Note
Access to this page requires authorization. You can try signing in or changing directories.
Access to this page requires authorization. You can try changing directories.
This page describes how to override or join top-level settings with target settings in Databricks Asset Bundles. For information about bundle settings, see Databricks Asset Bundle configuration.

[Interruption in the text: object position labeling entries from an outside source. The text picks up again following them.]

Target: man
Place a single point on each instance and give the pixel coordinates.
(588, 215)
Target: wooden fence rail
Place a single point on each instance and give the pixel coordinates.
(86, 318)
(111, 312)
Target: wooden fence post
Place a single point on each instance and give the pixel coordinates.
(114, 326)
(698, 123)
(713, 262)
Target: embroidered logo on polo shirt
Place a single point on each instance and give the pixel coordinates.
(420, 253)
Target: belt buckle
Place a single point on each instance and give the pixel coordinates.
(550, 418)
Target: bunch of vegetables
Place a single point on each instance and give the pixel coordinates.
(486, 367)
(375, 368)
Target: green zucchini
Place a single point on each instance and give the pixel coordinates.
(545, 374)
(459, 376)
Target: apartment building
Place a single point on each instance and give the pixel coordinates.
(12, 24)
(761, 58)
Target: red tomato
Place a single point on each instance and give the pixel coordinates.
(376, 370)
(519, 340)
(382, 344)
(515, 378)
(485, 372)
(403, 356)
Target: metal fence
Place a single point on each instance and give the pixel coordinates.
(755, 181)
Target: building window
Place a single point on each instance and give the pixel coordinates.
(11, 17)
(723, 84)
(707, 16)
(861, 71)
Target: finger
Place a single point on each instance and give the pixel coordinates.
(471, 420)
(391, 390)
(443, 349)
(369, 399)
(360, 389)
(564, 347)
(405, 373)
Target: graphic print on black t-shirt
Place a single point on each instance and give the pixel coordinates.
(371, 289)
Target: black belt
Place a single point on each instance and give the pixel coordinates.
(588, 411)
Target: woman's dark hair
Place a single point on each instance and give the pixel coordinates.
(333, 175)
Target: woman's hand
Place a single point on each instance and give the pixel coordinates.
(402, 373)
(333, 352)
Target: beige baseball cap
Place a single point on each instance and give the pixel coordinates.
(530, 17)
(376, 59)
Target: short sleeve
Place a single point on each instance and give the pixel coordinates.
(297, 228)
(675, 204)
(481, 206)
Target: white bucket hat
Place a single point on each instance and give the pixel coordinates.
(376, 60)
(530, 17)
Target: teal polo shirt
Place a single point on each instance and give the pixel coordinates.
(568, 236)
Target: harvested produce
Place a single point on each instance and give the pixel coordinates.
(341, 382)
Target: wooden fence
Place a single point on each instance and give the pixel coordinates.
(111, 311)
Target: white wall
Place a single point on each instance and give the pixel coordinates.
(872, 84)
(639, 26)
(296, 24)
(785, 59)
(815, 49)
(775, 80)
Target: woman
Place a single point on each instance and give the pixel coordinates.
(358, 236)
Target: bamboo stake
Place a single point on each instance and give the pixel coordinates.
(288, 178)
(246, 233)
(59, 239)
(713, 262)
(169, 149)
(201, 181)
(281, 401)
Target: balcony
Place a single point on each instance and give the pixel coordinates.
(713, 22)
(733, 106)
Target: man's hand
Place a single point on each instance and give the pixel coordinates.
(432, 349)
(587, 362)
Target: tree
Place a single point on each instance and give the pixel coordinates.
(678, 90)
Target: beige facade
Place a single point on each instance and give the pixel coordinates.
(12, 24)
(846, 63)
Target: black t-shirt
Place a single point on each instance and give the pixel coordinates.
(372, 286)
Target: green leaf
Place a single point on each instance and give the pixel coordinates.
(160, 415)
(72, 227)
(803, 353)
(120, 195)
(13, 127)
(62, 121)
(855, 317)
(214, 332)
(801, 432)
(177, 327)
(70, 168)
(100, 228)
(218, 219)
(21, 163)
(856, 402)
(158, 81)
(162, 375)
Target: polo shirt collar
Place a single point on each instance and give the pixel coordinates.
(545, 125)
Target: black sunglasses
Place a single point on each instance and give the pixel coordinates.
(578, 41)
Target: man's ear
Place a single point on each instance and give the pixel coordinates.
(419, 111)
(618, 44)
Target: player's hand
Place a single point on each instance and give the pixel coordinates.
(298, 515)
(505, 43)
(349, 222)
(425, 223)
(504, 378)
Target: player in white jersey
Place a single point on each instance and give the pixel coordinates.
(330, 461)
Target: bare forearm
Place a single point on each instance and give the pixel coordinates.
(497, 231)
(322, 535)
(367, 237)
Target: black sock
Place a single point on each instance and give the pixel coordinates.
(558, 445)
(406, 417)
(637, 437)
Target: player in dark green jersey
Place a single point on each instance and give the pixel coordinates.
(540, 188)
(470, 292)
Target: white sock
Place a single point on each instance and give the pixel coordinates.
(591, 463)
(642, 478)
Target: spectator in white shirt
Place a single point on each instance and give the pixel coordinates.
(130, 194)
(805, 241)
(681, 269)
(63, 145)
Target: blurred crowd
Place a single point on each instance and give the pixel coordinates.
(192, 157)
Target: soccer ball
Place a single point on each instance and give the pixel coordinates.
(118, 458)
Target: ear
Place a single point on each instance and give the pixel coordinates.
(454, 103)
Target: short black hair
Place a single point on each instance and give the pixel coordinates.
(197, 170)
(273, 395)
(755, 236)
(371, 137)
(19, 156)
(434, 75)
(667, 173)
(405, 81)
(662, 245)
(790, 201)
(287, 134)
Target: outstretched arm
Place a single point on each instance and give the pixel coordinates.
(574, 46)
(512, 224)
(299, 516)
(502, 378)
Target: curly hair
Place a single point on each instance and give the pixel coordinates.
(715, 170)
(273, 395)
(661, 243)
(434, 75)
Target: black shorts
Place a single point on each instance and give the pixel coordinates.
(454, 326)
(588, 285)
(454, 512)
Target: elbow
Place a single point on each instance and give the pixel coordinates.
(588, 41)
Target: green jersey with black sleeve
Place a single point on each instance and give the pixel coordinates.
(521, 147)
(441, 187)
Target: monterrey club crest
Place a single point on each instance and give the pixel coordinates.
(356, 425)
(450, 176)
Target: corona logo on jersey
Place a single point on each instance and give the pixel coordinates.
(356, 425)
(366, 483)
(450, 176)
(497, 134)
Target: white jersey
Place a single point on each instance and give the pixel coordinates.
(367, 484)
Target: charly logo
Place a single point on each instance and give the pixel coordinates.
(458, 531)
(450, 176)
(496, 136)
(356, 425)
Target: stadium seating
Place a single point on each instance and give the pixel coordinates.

Artifact settings override
You can override the artifact settings in a top-level artifacts mapping with the artifact settings in a targets mapping, for example:
# ...
artifacts:
<some-unique-programmatic-identifier-for-this-artifact>:
# Artifact settings.
targets:
<some-unique-programmatic-identifier-for-this-target>:
artifacts:
<the-matching-programmatic-identifier-for-this-artifact>:
# Any more artifact settings to join with the settings from the
# matching top-level artifacts mapping.
If any artifact setting is defined both in the top-level artifacts mapping and the targets mapping for the same artifact, then the setting in the targets mapping takes precedence over the setting in the top-level artifacts mapping.
Example 1: Artifact settings defined only in the top-level artifacts mapping
To demonstrate how this works in practice, in the following example, path is defined in the top-level artifacts mapping, which defines all of the settings for the artifact:
# ...
artifacts:
my-artifact:
type: whl
path: ./my_package
# ...
When you run databricks bundle validate for this example, the resulting graph is:
{
"...": "...",
"artifacts": {
"my-artifact": {
"type": "whl",
"path": "./my_package",
"...": "..."
}
},
"...": "..."
}
Example 2: Conflicting artifact settings defined in multiple artifact mappings
In this example, path is defined both in the top-level artifacts mapping and in the artifacts mapping in targets. In this example, path in the artifacts mapping in targets takes precedence over path in the top-level artifacts mapping, to define the settings for the artifact:
# ...
artifacts:
my-artifact:
type: whl
path: ./my_package
targets:
dev:
artifacts:
my-artifact:
path: ./my_other_package
# ...
When you run databricks bundle validate for this example, the resulting graph is:
{
"...": "...",
"artifacts": {
"my-artifact": {
"type": "whl",
"path": "./my_other_package",
"...": "..."
}
},
"...": "..."
}
Cluster settings overrides
You can override or join the job or pipeline cluster settings for a target.
For jobs, use job_cluster_key within a job definition to identify job cluster settings in the top-level resources mapping to join with job cluster settings in a targets mapping:
# ...
resources:
jobs:
<some-unique-programmatic-identifier-for-this-job>:
# ...
job_clusters:
- job_cluster_key: <some-unique-programmatic-identifier-for-this-key>
new_cluster:
# Cluster settings.
targets:
<some-unique-programmatic-identifier-for-this-target>:
resources:
jobs:
<the-matching-programmatic-identifier-for-this-job>:
# ...
job_clusters:
- job_cluster_key: <the-matching-programmatic-identifier-for-this-key>
# Any more cluster settings to join with the settings from the
# resources mapping for the matching top-level job_cluster_key.
# ...
If any cluster setting is defined both in the top-level resources mapping and the targets mapping for the same job_cluster_key, then the setting in the targets mapping takes precedence over the setting in the top-level resources mapping.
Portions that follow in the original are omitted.